How to put the tensors belonging to the model into cuda

I have a model and I have put the model into cuda depending on the availability of gpu. If gpu is available, I put the model and the inputs x into cuda but the tensors in class A which are part of the model are getting loaded into cpu. How to put all the tensors used in class A into cuda if gpu is available? Please help!

class A(nn.Module):

def __init__(self, dim):

    super().__init__()

    self.dim = dim



    Q = torch.nn.init.orthogonal_(torch.randn(dim, dim))

    P, L, U = torch.lu_unpack(*Q.lu())

    self.P = P # remains fixed during optimization

    self.L = nn.Parameter(L) # lower triangular portion

    self.S = nn.Parameter(U.diag()) # "crop out" the diagonal to its own parameter

    self.U = nn.Parameter(torch.triu(U, diagonal=1)) # "crop out" diagonal, stored in S

def _assemble_W(self):

    """ assemble W from its pieces (P, L, U, S) """

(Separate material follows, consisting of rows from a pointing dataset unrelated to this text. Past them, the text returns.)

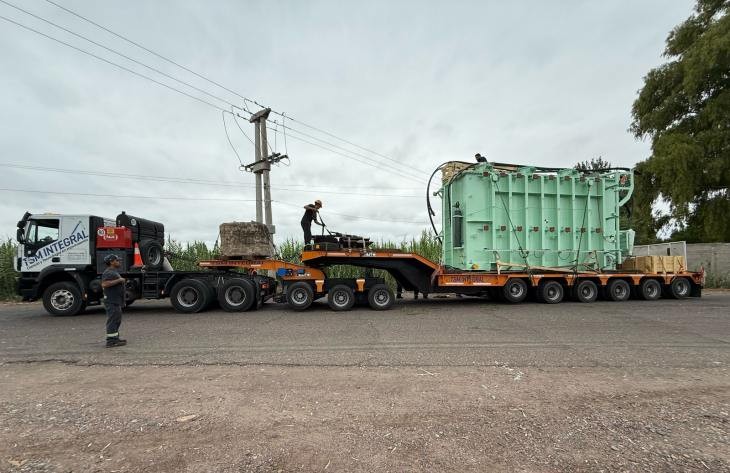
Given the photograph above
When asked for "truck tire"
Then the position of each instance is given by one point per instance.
(189, 296)
(380, 297)
(299, 295)
(618, 290)
(63, 298)
(237, 295)
(680, 288)
(585, 291)
(551, 292)
(152, 255)
(341, 298)
(514, 290)
(650, 289)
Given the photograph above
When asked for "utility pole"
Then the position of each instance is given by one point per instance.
(261, 168)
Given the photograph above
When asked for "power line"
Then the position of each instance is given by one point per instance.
(284, 127)
(194, 181)
(117, 53)
(245, 99)
(228, 137)
(116, 196)
(328, 143)
(311, 127)
(111, 63)
(78, 15)
(367, 163)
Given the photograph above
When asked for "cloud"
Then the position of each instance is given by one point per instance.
(422, 83)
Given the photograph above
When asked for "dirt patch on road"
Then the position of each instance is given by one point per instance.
(60, 417)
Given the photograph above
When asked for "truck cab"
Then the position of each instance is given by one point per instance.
(57, 251)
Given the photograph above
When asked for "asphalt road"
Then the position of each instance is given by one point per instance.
(446, 332)
(439, 385)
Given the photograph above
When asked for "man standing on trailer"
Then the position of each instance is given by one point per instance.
(113, 284)
(310, 213)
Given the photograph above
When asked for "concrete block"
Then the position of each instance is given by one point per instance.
(245, 240)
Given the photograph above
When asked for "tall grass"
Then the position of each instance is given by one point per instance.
(8, 254)
(185, 256)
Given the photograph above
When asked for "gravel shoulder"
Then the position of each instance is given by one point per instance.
(435, 386)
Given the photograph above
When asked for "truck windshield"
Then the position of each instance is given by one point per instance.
(42, 232)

    L = torch.tril(self.L, diagonal=-1) + torch.diag(torch.ones(self.dim))

    U = torch.triu(self.U, diagonal=1)

    W = self.P @ L @ (U + torch.diag(self.S))

    return W

def forward(self, x):

    W = self._assemble_W()

    z = x @ W

    log_det = torch.sum(torch.log(torch.abs(self.S)))

    return z, log_det

All nn.Parameters and registered buffers will be moved to the device in .cuda()/.cpu() and .to() operations. This is also the case for self.L, S, U, however, self.P will remain on the CPU, since it’s neither a parameter nor buffer.
If you don’t want to train this tensor, use self.register_buffer("P", P) to register the tensor as a buffer.